Nellie had no answer and relented. This was one area where she was relieved to forego responsibility. The weight of the revolver in her hand began to feel like a poisoned chalice, but she gripped it firmly nevertheless.

  Ahead, somewhere through the undergrowth, there was a sound like a groan. Jack held his hand up and the rest of the party crouched down. He signalled the crew to spread out in a skirmish line, then stood and, looking right and left, waved them on with his revolver.

  LIEUTENANT EVERSON LAY dazed against the bole of a tree, a large lump forming on his forehead, waiting for the world to stop spinning and his body to stop hurting.

  The last thing he expected to see was Nellie Abbott walking out of the undergrowth with a look of shock on her face.

  “Lieutenant Everson! What happened?
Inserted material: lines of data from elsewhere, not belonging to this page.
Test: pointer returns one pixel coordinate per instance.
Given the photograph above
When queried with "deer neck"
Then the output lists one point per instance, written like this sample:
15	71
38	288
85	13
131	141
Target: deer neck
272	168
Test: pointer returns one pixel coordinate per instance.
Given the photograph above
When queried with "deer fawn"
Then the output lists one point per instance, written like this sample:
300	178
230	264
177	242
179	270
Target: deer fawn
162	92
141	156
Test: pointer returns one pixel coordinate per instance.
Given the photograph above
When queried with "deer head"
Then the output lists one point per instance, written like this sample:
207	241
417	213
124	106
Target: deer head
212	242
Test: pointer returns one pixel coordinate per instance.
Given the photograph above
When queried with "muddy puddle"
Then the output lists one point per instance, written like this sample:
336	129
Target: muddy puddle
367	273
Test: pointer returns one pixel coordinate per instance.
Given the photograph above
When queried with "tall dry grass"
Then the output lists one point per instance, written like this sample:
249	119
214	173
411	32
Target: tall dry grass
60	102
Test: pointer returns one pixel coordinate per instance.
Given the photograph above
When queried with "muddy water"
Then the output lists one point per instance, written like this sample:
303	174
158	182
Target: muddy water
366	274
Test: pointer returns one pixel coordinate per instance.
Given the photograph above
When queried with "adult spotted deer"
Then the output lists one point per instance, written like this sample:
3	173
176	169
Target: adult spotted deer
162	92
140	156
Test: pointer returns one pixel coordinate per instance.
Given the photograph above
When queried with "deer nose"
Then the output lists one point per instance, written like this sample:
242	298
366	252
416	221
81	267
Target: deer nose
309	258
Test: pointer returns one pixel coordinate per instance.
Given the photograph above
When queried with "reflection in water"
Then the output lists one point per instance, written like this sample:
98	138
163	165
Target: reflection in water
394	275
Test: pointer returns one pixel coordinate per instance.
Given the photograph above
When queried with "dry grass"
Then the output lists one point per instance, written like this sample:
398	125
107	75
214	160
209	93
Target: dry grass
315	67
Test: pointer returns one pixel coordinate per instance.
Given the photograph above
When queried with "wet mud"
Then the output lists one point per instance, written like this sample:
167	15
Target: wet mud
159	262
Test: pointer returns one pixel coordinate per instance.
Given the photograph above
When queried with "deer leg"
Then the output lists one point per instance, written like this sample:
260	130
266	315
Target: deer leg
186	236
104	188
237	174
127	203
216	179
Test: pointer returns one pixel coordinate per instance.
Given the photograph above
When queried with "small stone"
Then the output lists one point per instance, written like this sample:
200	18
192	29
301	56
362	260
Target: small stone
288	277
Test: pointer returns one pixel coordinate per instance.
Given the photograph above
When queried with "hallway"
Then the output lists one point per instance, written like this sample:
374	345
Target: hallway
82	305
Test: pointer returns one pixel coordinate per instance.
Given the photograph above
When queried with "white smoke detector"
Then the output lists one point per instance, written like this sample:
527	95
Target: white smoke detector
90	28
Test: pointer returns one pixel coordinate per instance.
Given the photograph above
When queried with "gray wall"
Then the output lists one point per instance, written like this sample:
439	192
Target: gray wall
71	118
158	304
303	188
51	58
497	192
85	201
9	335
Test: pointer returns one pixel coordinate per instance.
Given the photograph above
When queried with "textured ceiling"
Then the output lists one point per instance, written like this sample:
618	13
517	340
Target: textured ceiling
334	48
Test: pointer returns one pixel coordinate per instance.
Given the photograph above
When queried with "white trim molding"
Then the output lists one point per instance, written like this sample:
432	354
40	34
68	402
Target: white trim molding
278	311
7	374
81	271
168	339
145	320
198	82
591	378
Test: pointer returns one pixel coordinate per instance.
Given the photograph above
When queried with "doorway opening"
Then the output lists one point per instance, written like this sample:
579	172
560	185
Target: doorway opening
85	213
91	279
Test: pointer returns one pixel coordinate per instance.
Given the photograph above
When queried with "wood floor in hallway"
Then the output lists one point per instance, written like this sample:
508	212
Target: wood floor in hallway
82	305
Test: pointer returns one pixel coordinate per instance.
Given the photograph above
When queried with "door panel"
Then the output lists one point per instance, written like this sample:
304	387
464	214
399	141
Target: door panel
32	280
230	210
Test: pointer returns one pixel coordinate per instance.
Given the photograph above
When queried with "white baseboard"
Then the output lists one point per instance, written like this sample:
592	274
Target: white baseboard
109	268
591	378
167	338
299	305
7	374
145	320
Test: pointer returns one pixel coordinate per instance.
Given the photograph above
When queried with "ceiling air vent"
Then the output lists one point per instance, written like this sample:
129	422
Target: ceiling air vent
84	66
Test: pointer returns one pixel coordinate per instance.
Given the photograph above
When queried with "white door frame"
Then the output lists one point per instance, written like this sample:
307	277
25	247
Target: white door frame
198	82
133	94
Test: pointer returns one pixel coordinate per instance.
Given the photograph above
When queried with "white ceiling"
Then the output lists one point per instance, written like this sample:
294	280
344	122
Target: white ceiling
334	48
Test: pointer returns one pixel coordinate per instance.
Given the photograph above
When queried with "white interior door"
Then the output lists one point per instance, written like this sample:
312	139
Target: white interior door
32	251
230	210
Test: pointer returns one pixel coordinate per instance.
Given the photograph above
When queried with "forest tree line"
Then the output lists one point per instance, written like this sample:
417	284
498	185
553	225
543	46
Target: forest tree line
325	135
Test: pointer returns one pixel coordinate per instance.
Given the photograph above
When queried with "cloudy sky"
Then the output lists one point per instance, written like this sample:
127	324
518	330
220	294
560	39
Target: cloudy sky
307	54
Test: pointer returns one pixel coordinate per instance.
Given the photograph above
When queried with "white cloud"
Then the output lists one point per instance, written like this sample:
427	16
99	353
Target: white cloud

How did you get here?”

  He looked up and saw the coverall-clad tankers beside her. “The crew of the Ivanhoe, I presume,” he groaned. “Don’t you salute a senior officer?”

  Jack shrugged. “Generally not, sir. Mr Mathers said it usually gets ’em shot.”

  “And where is Lieutenant Mathers?”

  “Gone west, sir.”

  While not a shock, it was unwelcome news. There were precious few surviving officers as it was without losing another.

  “Then who’s in command here?” he asked. The men looked sheepish.

  “I guess that would be me,” said Nellie, stepping forward in her coveralls.

  Now it was Everson’s turned to look shocked. “You?” he said. He looked to the awkward tank crew. “You’re taking orders from a woman now?”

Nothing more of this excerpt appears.